Sadly, detachable heels were hardly the only contrivances of “Midnight City.” Expositing that the mayor was assembling a group of city leaders was not enough to justify Ray Palmer’s presence in the bureaucratic scenes, and the only reason why Felicity even attends the first meeting is so that Ray can jump in and save her. The final deception of Quentin only works because of his inexplicable inability to recognize that the body type of this Canary is quite different from that of the original. The bigger, stronger, and experienced Diggle willingly staying behind in the Arrow cave while Roy and Laurel go out to rescue a trio of important hostages from some of the worst bad guys in recent “Arrow” history is absurd.
Of course, those bad guys might have been more menacing if the good guys had not spent the entire episode being disarmingly cavalier about the prospect of anarchy in the Glades. Thea and Team Arrow seem to spend the majority of their time either in or below Verdant, and some concern about their own backyard would have added some greater urgency to the climax.
What Needs To Happen Next: Oliver not dying was a stretch. Surviving his stab, fall, and snowy sojourn without breaking a few bones or losing a few digits to frostbite is about as unlikely as anything ever seen on “Arrow.” Still, he’s been missed sorely enough that audiences can handwave whatever brings him back to Starling to enact his own brand of justice on Danny Brickwell as soon as possible. Stephen Amell has a presence on screen unmatched by any of his costars, and the show really needs to pull him back into the main action to sustain viewers. At the very least, his reactions to the news that Laurel is pretending to be Sara and Ray is poaching Felicity’s vigilante services should be worth watching.
Whether or not Oliver and Ray do conflict over Felicity’s role in their respective quests, Felicity could use some Felicity time. There’s no reason why she and Oliver can’t enjoy a big fat reunion kiss upon his return, but Felicity needs some solo development to define her as more than a peripheral presence revolving around the masked men in her life. “Arrow” needs to give Felicity a point of view, and allowing Felicity to focus on Felicity for a while couldn’t hurt.
The rehabilitation of Laurel Lance is not so simple. At this point, it would almost be easier for “Arrow” to cut its losses and remove Laurel from the roster.

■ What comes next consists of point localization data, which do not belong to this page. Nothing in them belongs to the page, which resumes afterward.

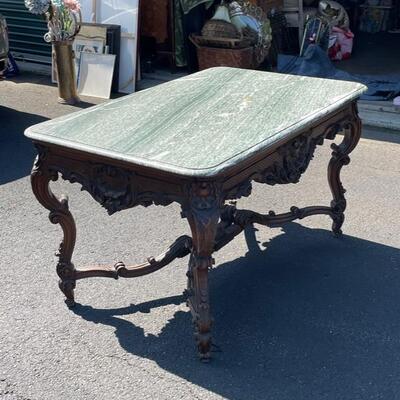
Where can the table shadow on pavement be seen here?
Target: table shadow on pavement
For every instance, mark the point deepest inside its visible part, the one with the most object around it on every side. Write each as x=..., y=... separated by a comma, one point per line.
x=309, y=316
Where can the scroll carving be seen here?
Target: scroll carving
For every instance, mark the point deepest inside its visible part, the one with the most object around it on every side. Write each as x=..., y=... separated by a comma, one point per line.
x=112, y=187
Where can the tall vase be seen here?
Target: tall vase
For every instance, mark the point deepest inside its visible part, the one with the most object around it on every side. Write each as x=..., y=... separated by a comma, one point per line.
x=66, y=73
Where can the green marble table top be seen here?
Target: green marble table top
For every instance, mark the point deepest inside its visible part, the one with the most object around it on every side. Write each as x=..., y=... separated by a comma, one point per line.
x=201, y=124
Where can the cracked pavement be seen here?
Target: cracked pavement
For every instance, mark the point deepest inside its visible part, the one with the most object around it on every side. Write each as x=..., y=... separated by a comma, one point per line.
x=298, y=314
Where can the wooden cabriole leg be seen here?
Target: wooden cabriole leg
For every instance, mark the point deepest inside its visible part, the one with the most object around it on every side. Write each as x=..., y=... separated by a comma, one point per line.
x=340, y=157
x=41, y=176
x=203, y=212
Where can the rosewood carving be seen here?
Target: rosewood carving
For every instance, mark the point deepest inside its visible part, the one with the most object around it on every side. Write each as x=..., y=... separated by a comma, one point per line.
x=117, y=186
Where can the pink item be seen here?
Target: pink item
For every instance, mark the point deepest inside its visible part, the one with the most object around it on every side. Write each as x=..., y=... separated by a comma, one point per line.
x=342, y=44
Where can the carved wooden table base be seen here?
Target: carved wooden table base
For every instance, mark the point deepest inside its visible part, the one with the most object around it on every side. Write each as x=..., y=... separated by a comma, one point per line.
x=213, y=219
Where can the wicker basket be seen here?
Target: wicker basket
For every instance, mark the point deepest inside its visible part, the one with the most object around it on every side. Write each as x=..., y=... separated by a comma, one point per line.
x=209, y=57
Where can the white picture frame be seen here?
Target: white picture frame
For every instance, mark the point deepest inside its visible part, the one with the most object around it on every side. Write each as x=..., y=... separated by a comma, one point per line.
x=80, y=46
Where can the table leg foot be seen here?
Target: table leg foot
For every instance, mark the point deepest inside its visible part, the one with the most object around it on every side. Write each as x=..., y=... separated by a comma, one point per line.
x=67, y=282
x=340, y=157
x=199, y=304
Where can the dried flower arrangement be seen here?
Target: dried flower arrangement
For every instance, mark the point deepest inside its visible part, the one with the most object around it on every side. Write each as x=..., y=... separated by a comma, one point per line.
x=63, y=17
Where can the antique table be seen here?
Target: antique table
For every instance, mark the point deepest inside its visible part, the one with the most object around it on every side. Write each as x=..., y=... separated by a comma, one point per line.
x=199, y=141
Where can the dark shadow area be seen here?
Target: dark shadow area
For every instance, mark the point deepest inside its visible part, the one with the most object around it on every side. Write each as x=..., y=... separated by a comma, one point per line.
x=16, y=151
x=309, y=317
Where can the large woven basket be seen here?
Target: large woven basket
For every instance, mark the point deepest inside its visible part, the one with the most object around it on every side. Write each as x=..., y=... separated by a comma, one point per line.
x=209, y=57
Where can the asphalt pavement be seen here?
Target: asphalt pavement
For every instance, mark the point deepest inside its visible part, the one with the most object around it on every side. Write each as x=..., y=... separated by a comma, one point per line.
x=298, y=313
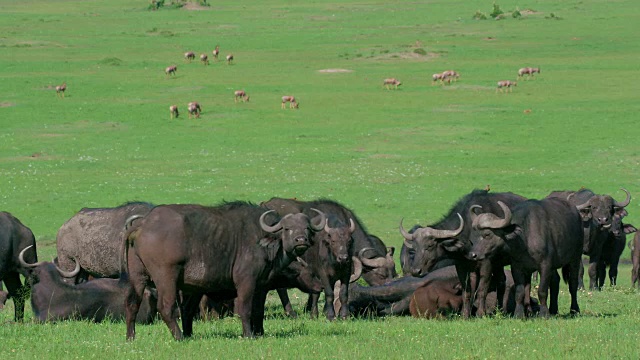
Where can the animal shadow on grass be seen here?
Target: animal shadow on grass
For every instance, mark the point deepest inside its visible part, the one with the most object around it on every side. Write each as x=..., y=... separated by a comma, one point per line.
x=292, y=330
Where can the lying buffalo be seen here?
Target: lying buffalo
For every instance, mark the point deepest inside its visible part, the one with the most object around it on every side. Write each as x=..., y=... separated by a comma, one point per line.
x=14, y=237
x=438, y=292
x=448, y=239
x=376, y=258
x=93, y=237
x=224, y=252
x=52, y=299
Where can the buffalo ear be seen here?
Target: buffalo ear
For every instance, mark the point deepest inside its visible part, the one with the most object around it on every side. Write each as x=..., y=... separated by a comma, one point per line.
x=621, y=212
x=585, y=214
x=513, y=232
x=452, y=245
x=267, y=241
x=628, y=229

Katie Cassidy has always done her best with the role, but the writing has not given her much in the way of consistency to work with. A lot of damage has been done, and turning her into the recurring character that Sara should have been could increase her appeal in the long term.
Before almost anything else, however, Quentin Lance needs to find out that Sara is dead, and he needs to be upset with Laurel (and Dinah) for not telling him sooner. He needs to be allowed to react realistically. Whether that means isolating himself from all of the people who lied to him or declaring himself done with the drama of Starling City and relocating to Las Vegas to launch a spinoff with Donna Smoak, Quentin needs to know.